Firmendarstellung der / des Unternehmens mit Angaben über Größe, Mitarbeiteranzahl, die zur Verfügung stehende technische Ausrüstung für die Abwicklung der zu vergebenden Leistung und Konzernzugehörigkeit.
Wird für die Leistung nach immissionsrechtlichen, baurechtlichen, gewerberechtlichen oder nach sonstigen Vorschriften eine zusätzliche Genehmigung erforderlich, so hat sie der AN herbeizuführen und die notwendigen Unterlagen zu erstellen.

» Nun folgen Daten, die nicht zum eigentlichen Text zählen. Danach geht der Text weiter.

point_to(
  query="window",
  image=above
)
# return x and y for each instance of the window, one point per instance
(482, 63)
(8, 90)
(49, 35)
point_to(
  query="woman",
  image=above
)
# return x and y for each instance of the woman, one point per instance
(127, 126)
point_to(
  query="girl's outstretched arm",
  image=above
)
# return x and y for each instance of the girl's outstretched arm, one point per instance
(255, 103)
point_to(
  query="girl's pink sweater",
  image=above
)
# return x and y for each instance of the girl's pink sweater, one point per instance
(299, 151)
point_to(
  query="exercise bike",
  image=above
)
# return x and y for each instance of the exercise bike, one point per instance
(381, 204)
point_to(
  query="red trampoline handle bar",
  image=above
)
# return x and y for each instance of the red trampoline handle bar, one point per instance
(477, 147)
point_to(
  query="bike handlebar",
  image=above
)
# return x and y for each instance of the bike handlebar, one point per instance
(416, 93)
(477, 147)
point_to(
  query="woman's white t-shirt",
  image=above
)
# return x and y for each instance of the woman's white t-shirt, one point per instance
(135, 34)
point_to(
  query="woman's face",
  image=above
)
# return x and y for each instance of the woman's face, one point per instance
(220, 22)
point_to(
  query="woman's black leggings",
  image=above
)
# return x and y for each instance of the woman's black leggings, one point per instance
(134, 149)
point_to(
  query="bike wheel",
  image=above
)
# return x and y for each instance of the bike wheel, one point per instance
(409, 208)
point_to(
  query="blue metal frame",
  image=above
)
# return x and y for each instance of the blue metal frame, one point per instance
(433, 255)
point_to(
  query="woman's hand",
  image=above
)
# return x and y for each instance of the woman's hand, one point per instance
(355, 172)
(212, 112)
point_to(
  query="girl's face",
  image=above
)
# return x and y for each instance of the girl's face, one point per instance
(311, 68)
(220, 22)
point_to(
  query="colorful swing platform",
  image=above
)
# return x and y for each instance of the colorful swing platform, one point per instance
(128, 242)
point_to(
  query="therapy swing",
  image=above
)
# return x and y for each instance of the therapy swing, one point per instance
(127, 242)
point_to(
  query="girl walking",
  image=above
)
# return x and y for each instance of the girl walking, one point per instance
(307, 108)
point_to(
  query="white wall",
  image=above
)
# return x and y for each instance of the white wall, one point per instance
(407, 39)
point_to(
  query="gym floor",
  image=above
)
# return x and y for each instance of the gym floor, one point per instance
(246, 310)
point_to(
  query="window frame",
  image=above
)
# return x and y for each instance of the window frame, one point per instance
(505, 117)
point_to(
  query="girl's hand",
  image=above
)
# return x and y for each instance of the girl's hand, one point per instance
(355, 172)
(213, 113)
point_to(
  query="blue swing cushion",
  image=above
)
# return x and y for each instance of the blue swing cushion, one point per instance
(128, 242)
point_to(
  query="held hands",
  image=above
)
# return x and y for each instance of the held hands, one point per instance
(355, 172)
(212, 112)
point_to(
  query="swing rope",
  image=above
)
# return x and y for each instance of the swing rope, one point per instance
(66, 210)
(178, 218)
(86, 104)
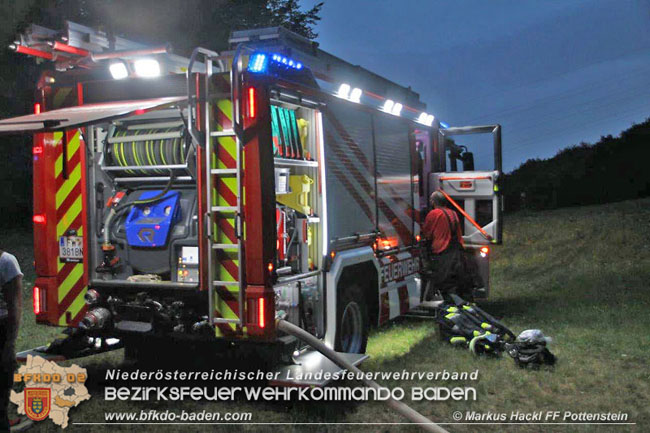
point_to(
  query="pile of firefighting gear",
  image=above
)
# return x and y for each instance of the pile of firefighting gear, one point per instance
(466, 325)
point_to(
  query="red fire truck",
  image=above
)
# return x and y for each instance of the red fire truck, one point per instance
(206, 197)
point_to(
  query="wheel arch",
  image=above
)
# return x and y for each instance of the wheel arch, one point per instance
(345, 270)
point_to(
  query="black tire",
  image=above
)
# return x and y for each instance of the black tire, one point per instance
(352, 322)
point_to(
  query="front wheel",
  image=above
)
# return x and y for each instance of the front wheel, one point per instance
(352, 321)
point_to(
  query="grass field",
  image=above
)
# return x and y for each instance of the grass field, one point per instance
(582, 275)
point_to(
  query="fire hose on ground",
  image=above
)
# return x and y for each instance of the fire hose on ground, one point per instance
(401, 408)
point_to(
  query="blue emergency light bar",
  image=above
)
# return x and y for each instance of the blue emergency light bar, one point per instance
(259, 62)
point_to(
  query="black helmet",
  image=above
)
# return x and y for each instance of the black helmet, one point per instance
(529, 348)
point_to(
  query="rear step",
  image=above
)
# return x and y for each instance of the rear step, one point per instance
(312, 368)
(70, 347)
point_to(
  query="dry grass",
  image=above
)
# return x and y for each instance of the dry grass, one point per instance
(582, 275)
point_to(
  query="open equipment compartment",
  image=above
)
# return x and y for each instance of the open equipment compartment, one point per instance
(142, 193)
(300, 203)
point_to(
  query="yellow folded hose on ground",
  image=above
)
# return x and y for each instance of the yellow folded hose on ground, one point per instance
(412, 415)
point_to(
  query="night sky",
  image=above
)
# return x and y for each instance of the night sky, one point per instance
(552, 73)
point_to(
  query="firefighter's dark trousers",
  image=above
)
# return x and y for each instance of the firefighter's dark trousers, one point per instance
(8, 333)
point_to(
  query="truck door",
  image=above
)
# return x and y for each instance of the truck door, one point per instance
(477, 193)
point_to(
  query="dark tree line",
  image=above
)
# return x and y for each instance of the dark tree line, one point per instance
(613, 169)
(183, 23)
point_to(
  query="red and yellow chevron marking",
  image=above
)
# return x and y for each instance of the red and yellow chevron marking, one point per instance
(224, 193)
(71, 281)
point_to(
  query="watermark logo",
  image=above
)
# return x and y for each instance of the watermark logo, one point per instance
(50, 390)
(37, 403)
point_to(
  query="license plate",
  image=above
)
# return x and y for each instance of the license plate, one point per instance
(71, 248)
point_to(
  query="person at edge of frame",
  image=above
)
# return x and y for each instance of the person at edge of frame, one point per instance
(11, 282)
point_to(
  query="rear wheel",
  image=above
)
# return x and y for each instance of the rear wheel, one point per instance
(352, 321)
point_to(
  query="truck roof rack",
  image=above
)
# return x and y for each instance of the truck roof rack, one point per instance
(323, 64)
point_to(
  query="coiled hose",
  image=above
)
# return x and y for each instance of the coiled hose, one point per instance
(411, 414)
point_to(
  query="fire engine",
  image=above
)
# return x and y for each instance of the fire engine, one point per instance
(204, 197)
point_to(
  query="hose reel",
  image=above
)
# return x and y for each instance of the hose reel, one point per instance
(143, 147)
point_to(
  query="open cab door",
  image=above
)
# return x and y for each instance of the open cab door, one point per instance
(476, 195)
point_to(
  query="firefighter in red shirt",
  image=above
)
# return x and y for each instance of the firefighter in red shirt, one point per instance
(448, 274)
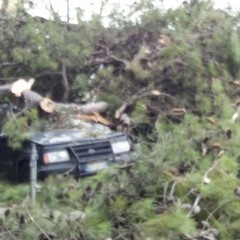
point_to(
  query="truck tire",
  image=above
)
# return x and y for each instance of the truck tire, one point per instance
(24, 171)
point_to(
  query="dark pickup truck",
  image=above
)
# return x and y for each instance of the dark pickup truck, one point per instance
(61, 151)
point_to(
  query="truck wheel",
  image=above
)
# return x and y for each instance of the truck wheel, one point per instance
(24, 171)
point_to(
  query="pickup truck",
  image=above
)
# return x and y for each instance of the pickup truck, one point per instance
(64, 151)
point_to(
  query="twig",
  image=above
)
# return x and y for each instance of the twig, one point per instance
(37, 225)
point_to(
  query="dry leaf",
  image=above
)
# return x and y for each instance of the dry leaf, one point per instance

Die Nachweise sollen vollständig dem Angebot beigelegt werden bzw. innerhalb einer Frist von 7 Kalendertagen nach Aufforderung durch den AG oder dessen Vertreter vorgelegt werden. Angebote die nicht die geforderten Nachweise enthalten bzw. in der vorgenannten Frist vorgelegt werden, werden nach VOL/A §19 EG von der Wertung ausgeschlossen. Die Nachweise sind gemäß VOL/A §9 EG (4) entsprechend der Gliederung im Anhang 1 vorzulegen. Weitergehende Anlagen sind mit Verweis auf die entsprechenden Kapitel der Leistungsbeschreibung eindeutig zu kennzeichnen. Anlagen ohne eindeutige Kennzeichnung der Zuordnung zur Leistungsbeschreibung werden bei der Wertung der Angebote nicht berücksichtigt.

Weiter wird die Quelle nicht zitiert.